The question of the Rusyny (Ruthenians) and their language is an interesting one, since a lot depends on the political leanings of the person speaking.  What is clear is that the term "Ruthenian" is the Latin rendering of the Slavic adjective руський (to use the Ukrainian spelling).  The term руський was used by a large part of the East Slavs for centuries as a self-identifier for themselves and their language.  For Ukrainians and Belarusan, the term was gradually replaced with український and беларускі starting in the mid-19th century, mainly for political reasons to distinguish themselves from the Russians, who continue to use the term русский.  For a further historical perspective on the term, see the following link:

http://www.encyclopediaofukraine.com/display.asp?linkpath=pages%5CR%5CU%5CRuthenians.htm

This article is obviously written from a Ukrainian point of view.  From this perspective, the people who still call themselves Ruthenians are either:
1.  Ukrainians who do not yet realise it since they never developed a Ukrainian national consciousness because they were separated from the rest of Ukraine (through political boundaries or emigration) at a certain point of history; or
2.  Russian agents or Russophiles who continue to insist on a separate identity in order to divide the Ukrainian nation and who hold separatist views (in Transcarpathia).

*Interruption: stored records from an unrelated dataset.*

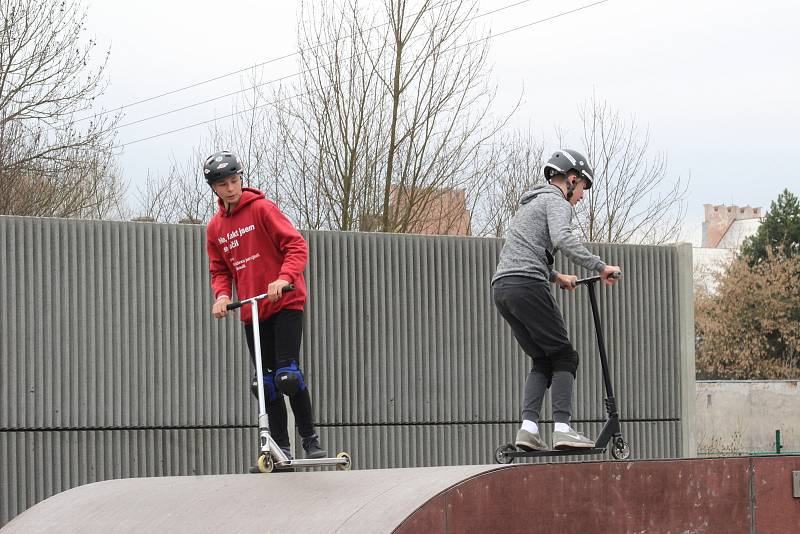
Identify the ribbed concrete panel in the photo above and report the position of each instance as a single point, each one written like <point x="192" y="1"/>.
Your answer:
<point x="403" y="329"/>
<point x="109" y="326"/>
<point x="112" y="330"/>
<point x="106" y="332"/>
<point x="38" y="464"/>
<point x="387" y="446"/>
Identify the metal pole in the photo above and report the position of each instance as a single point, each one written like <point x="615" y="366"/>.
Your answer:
<point x="600" y="342"/>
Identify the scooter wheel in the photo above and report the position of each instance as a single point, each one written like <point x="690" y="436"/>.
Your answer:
<point x="345" y="466"/>
<point x="620" y="450"/>
<point x="265" y="463"/>
<point x="501" y="456"/>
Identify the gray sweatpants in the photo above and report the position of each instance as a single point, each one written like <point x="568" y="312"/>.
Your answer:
<point x="531" y="311"/>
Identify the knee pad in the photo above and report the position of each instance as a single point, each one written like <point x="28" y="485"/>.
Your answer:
<point x="566" y="360"/>
<point x="289" y="380"/>
<point x="270" y="390"/>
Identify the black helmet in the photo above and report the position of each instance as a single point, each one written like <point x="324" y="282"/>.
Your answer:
<point x="564" y="160"/>
<point x="220" y="165"/>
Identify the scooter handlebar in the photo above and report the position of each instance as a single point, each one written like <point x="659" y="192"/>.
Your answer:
<point x="240" y="303"/>
<point x="615" y="275"/>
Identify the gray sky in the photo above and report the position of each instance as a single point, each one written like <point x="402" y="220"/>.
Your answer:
<point x="714" y="81"/>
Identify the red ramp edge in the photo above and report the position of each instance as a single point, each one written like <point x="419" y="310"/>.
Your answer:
<point x="714" y="495"/>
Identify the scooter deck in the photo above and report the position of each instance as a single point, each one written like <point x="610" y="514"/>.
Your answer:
<point x="552" y="452"/>
<point x="312" y="462"/>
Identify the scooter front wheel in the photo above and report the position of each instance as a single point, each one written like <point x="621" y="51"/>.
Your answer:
<point x="265" y="463"/>
<point x="501" y="456"/>
<point x="620" y="449"/>
<point x="345" y="466"/>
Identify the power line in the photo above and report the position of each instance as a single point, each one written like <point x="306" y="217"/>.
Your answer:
<point x="288" y="76"/>
<point x="231" y="115"/>
<point x="232" y="73"/>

This is obviously a simplification of the Ukrainian perspective, but it is often what the conversation about Ruthenians degenerates to in Ukrainian circles in Ukraine and in the Ukrainian communities abroad.  

Though the Russians still call themselves русский, they obviously do not use the term Ruthenian to describe themselves.  Politically, however, the Ruthenian movement in Transcarpathia and eastern Slovakia was historically supported by Moscow to emphasise the view that all East Slavs are the same people and as a counter to Ukrainian nationalism.  As franknagy pointed out, however, in Soviet times Moscow actively discouraged a separate Ruthenian identity to prevent irredentist claims on the eastern borderlands of the USSR and also to provide an excuse to meddle in Czechoslovak and Polish affairs.  Some argue that Moscow has come full circle and is again supporting the Ruthenian cause in order to create a Transdnistria-type situation in Western Ukraine.

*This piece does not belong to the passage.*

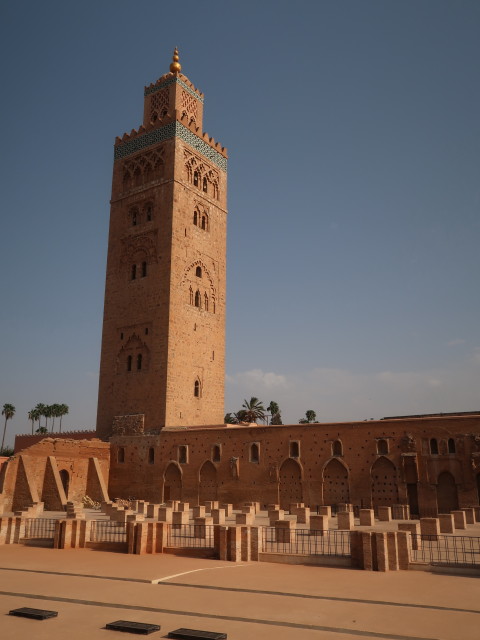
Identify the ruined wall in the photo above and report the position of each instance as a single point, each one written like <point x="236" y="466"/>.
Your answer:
<point x="367" y="463"/>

The Austro-Hungarian Empire was at various points of the 19th century favourable to a separate Ruthenian identity (i.e., their East Slavs were different from the East Slavs living in the Russian Empire).  Politically, they were threatened by irredentist claims by Moscow that all people who called themselves руський were Russian and therefore should be united in the Russian Empire (or Soviet Union).  Secondly, as franknagy pointed out, the Hungarians liked the Ruthenians because they felt that the Ruthenians did not betray them by rising up in 1848-49.

In the former Yugoslavia, the East Slavs that settled in Bosnia and Serbia are divided between those who define themselves as Ruthenian and those who define themselves as Ukrainian (a much smaller number).  Those that define themselves as Ruthenian left what is now Western Ukraine and settled in Bosnia and Serbia in the early- to mid-19th century, before the areas they left began to adopt a Ukrainian national identity.  Those that define themselves as Ukrainians often came from the same regions and even the same villages as the earlier settlers, but migrated to Bosnia and Serbia in the late-19th and early 20th centuries, after their areas had adopted a Ukrainian national identity.  

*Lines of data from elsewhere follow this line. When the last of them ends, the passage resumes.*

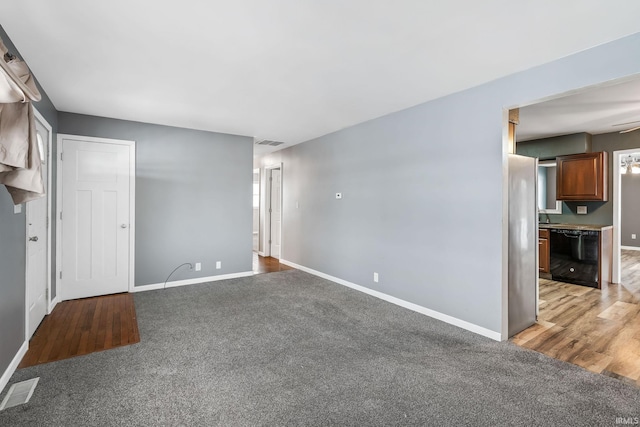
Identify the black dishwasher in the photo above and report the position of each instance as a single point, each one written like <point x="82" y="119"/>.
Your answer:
<point x="574" y="256"/>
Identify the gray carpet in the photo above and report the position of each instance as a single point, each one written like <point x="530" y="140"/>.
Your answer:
<point x="289" y="348"/>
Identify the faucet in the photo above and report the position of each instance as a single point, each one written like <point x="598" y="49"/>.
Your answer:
<point x="548" y="220"/>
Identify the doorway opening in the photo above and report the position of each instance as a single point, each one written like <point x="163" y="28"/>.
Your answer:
<point x="593" y="327"/>
<point x="267" y="258"/>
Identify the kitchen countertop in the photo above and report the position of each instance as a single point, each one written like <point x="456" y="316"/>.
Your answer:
<point x="576" y="226"/>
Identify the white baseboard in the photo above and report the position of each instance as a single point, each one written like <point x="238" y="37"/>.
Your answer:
<point x="53" y="304"/>
<point x="4" y="380"/>
<point x="191" y="281"/>
<point x="402" y="303"/>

For a further study on the controversy of the whole Ruthenian (Rusyn) question, see:
http://www.questia.com/library/1G1-76134492/professors-and-politics-the-role-of-paul-robert-magocsi

For the perspective of a vocal proponant of a seperate Ruthenian (Rusyn) identity, Dr. Paul Magosci, see the following:
http://carpatho-rusyn.org/history.htm

Since questions of language and identity are by definition political and sociological rather than linguistic, in Western Ukraine, Eastern Slovakia, Bosnia, Serbia, and the United States you can find people even within the same family who adopt opposing identities and ways of describing themselves and their language.  One brother is adamant that he is Ruthenian and speaks Ruthenian, another brother is adamant that he is Ukrainian and speaks Ukrainian (despite speaking the same language as his brother), and a third is adamant that he is Russian and speaks a dialect of Russian.


----------



## franknagy

swintok said:


> The question of the Rusyny (Ruthenians) and their language is an interesting one, since a lot depends on the political leanings of the person speaking.  [Snip]
> 
> Since questions of language and identity are by definition political and sociological rather than linguistic, in Western Ukraine, Eastern Slovakia, Bosnia, Serbia, and the United States you can find people even within the same family who adopt opposing identities and ways of describing themselves and their language.  One brother is adamant that he is Ruthenian and speaks Ruthenian, another brother is adamant that he is Ukrainian and speaks Ukrainian (despite speaking the same language as his brother), and a third is adamant that he is Russian and speaks a dialect of Russian.



Respected Swintok,
Thank you for the detailed arguments and the cited opposing articles and especially for the "History of Ukraine" which helps me fill the gap between the foundation of the Russian State in Kiiv and the Tartar invasion in my knowledge of history.
(I have been taught only about the Hungarian trials to conquest Halich.)
I had a private chemistry pupil whose family immigrated from The Ukraine to Hungary. The family was partly Ucranian and party Russian.

Regards
      Frank


----------